We will use LlaMa v2 model to test if it can be used to perform simple math operations.

The model used is:

* **Model**: Llama 2  
* **Variation**: 7b-chat-hf  
* **Version**: V1  
* **Framework**: PyTorch  


# Imports and utils

In [None]:
from transformers import AutoTokenizer
import transformers
import torch
import warnings
from time import time
warnings.filterwarnings('ignore')
!pip install xformers

In [None]:
def load_model_tokenize_create_pipeline():
    """
    Load the model
    Create a 
    Args
    Returns:
        tokenizer
        pipeline
    """
    # adapted from https://huggingface.co/blog/llama2#using-transformers
    time_1 = time()
    model = "/kaggle/input/llama-2/pytorch/7b-chat-hf/1"
    tokenizer = AutoTokenizer.from_pretrained(model)
    time_2 = time()
    print(f"Load model and init tokenizer: {round(time_2-time_1, 3)}")
    pipeline = transformers.pipeline(
        "text-generation",
        model=model,
        torch_dtype=torch.float16,
        device_map="auto",)
    time_3 = time()
    print(f"Prepare pipeline: {round(time_3-time_2, 3)}")
    return tokenizer, pipeline

In [None]:
def test_model(tokenizer, pipeline, prompt_to_test):
    """
    Perform a query
    print the result
    Args:
        tokenizer: the tokenizer
        pipeline: the pipeline
        prompt_to_test: the prompt
    Returns
        None
    """
    # adapted from https://huggingface.co/blog/llama2#using-transformers
    time_1 = time()
    sequences = pipeline(
        prompt_to_test,
        do_sample=True,
        top_k=10,
        num_return_sequences=1,
        eos_token_id=tokenizer.eos_token_id,
        max_length=200,)
    time_2 = time()
    print(f"Test inference: {round(time_2-time_1, 3)}")
    for seq in sequences:
        print(f"Result: {seq['generated_text']}")

# Initialize the model, tokenizer and create a pipeline

In [None]:
tokenizer, pipeline = load_model_tokenize_create_pipeline()

After we initialized the model and the tokenizer, we created a pipeline.
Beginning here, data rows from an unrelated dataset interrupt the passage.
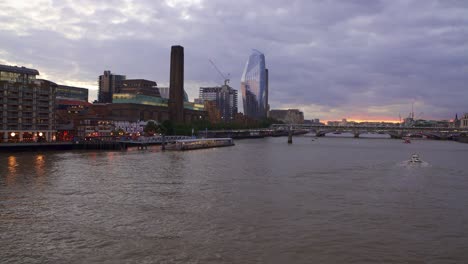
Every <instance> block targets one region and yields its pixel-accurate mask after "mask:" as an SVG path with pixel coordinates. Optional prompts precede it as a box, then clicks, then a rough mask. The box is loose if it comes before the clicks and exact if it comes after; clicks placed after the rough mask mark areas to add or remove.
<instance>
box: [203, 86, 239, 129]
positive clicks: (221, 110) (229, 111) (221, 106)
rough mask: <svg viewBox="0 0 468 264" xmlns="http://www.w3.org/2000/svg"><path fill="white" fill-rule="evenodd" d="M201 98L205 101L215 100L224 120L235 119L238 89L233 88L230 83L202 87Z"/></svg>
mask: <svg viewBox="0 0 468 264" xmlns="http://www.w3.org/2000/svg"><path fill="white" fill-rule="evenodd" d="M199 99H201V101H203V102H204V101H214V102H215V104H216V107H217V108H218V110H219V111H220V114H221V119H222V121H224V122H230V121H232V120H234V116H235V115H236V114H237V90H235V89H232V88H231V87H230V86H229V85H226V84H225V85H223V86H221V87H200V94H199Z"/></svg>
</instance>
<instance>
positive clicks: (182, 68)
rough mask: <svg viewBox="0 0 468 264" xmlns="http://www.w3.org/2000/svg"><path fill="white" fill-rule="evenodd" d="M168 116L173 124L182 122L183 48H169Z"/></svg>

Creatin of the pipeline takes the longest time.
Now let's test the model with few mathematical prompts.

# Can LlaMa v2 do simple math?

## Prompt #1: Perform a simple sum

In [None]:
prompt_to_test = 'Prompt: Adrian has three apples. His sister Anne has ten apples more than him. How many apples has Anne?'
test_model(tokenizer, pipeline, prompt_to_test)

## Prompt #2: Ask for the area of a circle, giving the radius

In [None]:
prompt_to_test = 'Prompt: A circle has the radius 5. What is the area of the circle?'
test_model(tokenizer, pipeline, prompt_to_test)

## Prompt #3: Calculate an equation with two unknowns

In [None]:
prompt_to_test = 'Prompt: Anne and Adrian have a total of 10 apples. Anne has 2 apples more than Adrian.\
How many apples has each of the children Anne and Adrian?'
test_model(tokenizer, pipeline, prompt_to_test)

# Conclusions


After we initialized the model and the tokenizer, which took on GPU T4 x2 at the first run under 200 sec. (this time might be variable), then each prompt only took less than 10 sec. 

The simple math questions are answered sometime correct, sometime incorrectly. 

It might be related to the temperature factor (that is not set here explicitly).